Check the appropriate box below if the Form 8-K filing is intended to simultaneously satisfy the filing obligation of the registrant under any of the following provisions (see General Instruction A.2. below):

 

Written communications pursuant to Rule 425 under the Securities Act (17 CFR 230.425)

 

Soliciting material pursuant to Rule 14a-12 under the Exchange Act (17 CFR 240.14a-12)

 

Pre-commencement communications pursuant to Rule 14d-2(b) under the Exchange Act (17 CFR 240.14d-2(b))

 

Pre-commencement communications pursuant to Rule 13e-4(c) under the Exchange Act (17 CFR 240.13e-4(c))

Securities registered pursuant to Section 12(b) of the Act:

 

Title of each class

 

Trading

Symbol(s)

 

Name of each exchange

on which registered

Common Stock, $0.01 par value per share   MCRN   New York Stock Exchange

Indicate by check mark whether the registrant is an emerging growth company as defined in Rule 405 of the Securities Act of 1933 (§203.405 of this chapter or Rule 12b-2 of the Securities Act of 1934 (§240.12b-2 of this chapter).

Emerging growth company  ☐

If an emerging growth company, indicate by check mark if the registrant has elected not to use the extended transition period for complying with any new or revised financing accounting standards provided pursuant to Section 13(a) of the Exchange Act.  ☐

 

 

 


Item 8.01

Other Events

On July 12, 2019, Milacron Holdings Corp. (“Milacron”), Hillenbrand, Inc. (“Hillenbrand), and Bengal Delaware Holding Corporation, a wholly owned subsidiary of Hillenbrand (“Merger Sub”), entered into an Agreement and Plan of Merger (as amended from time to time, the “merger agreement”) that provides for the acquisition of Milacron by Hillenbrand (the “merger”).

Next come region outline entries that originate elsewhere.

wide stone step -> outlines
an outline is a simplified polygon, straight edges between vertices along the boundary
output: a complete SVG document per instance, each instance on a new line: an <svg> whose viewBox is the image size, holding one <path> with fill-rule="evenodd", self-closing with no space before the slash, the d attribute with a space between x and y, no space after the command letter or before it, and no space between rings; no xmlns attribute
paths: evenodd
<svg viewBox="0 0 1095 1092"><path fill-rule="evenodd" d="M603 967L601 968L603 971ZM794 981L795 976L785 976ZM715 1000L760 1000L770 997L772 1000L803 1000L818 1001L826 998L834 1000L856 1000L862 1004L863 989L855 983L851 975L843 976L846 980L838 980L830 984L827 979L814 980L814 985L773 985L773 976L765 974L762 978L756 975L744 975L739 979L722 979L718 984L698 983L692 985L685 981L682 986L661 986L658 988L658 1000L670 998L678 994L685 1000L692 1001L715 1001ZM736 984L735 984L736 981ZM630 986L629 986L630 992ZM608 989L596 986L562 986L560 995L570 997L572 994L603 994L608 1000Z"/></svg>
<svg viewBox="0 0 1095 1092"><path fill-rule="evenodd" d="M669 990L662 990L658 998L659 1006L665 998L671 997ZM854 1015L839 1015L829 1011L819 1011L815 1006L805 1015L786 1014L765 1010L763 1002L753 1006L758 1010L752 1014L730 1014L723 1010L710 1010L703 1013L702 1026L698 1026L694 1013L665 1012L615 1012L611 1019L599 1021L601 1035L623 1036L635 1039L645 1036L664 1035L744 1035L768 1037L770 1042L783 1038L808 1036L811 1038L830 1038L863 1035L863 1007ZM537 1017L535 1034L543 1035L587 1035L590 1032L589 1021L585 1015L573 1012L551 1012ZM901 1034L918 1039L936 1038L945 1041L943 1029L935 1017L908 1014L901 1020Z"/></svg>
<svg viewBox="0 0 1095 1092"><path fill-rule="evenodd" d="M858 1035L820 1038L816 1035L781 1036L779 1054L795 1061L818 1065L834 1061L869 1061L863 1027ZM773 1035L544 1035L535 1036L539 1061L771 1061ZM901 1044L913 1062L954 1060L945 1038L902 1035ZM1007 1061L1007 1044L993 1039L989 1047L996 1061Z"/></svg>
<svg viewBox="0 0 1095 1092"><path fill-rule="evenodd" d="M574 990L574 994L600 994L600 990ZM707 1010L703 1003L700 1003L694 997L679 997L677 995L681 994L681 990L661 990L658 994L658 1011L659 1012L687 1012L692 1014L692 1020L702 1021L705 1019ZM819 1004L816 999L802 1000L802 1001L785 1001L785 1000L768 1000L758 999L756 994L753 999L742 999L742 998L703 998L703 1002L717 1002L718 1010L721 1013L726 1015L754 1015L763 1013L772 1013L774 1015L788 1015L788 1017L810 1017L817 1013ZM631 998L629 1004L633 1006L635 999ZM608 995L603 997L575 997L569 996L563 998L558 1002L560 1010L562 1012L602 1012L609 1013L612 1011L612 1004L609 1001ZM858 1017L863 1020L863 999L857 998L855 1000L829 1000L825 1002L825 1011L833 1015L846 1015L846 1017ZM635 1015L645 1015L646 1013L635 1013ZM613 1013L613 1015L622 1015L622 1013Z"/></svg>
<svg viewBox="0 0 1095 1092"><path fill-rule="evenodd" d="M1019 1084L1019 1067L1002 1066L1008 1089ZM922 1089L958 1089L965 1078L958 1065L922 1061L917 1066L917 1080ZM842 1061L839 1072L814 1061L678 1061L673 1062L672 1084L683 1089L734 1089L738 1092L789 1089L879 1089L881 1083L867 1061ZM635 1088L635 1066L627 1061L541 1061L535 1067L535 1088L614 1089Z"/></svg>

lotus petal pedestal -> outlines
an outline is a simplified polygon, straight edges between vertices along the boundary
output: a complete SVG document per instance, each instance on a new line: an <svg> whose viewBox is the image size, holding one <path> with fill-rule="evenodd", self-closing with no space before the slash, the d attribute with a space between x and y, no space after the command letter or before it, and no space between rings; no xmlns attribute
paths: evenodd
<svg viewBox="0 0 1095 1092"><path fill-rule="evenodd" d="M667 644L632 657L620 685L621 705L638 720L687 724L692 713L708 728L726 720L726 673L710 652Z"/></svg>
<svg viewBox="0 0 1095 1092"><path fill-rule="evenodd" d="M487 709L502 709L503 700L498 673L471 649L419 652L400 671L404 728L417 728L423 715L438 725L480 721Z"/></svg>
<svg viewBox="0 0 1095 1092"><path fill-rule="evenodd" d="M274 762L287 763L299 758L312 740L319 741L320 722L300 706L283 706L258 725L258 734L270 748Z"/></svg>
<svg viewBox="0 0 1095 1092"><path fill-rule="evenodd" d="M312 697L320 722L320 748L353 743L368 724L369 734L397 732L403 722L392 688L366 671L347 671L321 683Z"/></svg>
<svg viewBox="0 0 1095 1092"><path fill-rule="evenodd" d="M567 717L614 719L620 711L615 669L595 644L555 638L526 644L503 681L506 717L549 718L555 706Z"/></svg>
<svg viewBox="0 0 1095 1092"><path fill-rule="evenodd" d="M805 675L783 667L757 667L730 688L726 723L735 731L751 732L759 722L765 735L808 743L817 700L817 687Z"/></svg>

Subject to approval of Milacron stockholders and the satisfaction or (to the extent permitted by law) waiver of certain other closing conditions, Hillenbrand will acquire Milacron through the merger of Merger Sub with and into Milacron, with Milacron surviving the merger and becoming a wholly owned subsidiary of Hillenbrand.

In connection with the merger, on September 10, 2019, Hillenbrand filed with the Securities and Exchange Commission (“SEC”) a registration statement on Form S-4 (as amended by Amendment No. 1 to Form S-4 filed on October 11, 2019) to register the shares of Hillenbrand’s common stock to be issued in connection with the merger. The registration statement includes a prospectus of Hillenbrand and proxy statement of Milacron (the “Proxy Statement/Prospectus”) dated as of October 18, 2019 and filed with the SEC on October 18, 2019. Milacron commenced mailing the Proxy Statement/Prospectus to its stockholders on or about October 21, 2019.

Following the announcement of the merger, as of the date of this Current Report on Form 8-K, four putative class action complaints have been filed by purported stockholders of Milacron. On October 1, 2019, the first putative class action complaint was filed by a purported stockholder of Milacron in the United States District Court for the District of Delaware, captioned Sabatini v. Milacron Holdings Corp., et al, Civil Action No. 1:19-cv-01846, against Milacron, the members of the Milacron board of directors, Hillenbrand and Merger Sub. On October 14, 2019, the second putative class action complaint was filed by a purported stockholder of Milacron in the United States District Court for the District of Delaware, captioned Krieger v. Milacron Holdings Corp., et al, Civil Action No. 1:19-cv-01943, against Milacron and the members of the Milacron board of directors. On October 16, 2019, the third putative class action complaint was filed by a purported stockholder of Milacron in the United States District Court for the Eastern District of New York, captioned Akerman v. Milacron Holdings Corp., et al., Civil Action No. 1:19-cv-05841, against Milacron, the members of the Milacron board of directors, Hillenbrand and Merger Sub. On October 29, 2019, the fourth putative class action complaint was filed by a purported stockholder of Milacron in the United States District Court for the Southern District of New York, captioned Bushansky v. Milacron Holdings Corp., et. al, Civil Action No. 1:19-cv-10022, against Milacron and the members of the board of directors. The complaints in these four cases allege that, among other things, the defendants violated Sections 14(a) and 20(a) of the Exchange Act, and Rule 14a-9 promulgated under the Exchange Act, by omitting or misrepresenting certain allegedly material information in the Proxy Statement/Prospectus. The complaints seek, among other things, injunctive relief preventing the consummation of the merger, rescissory damages or rescission in the event the merger is consummated and plaintiff’s attorneys’ and experts’ fees. We refer to the four lawsuits collectively as the “Merger Litigation”.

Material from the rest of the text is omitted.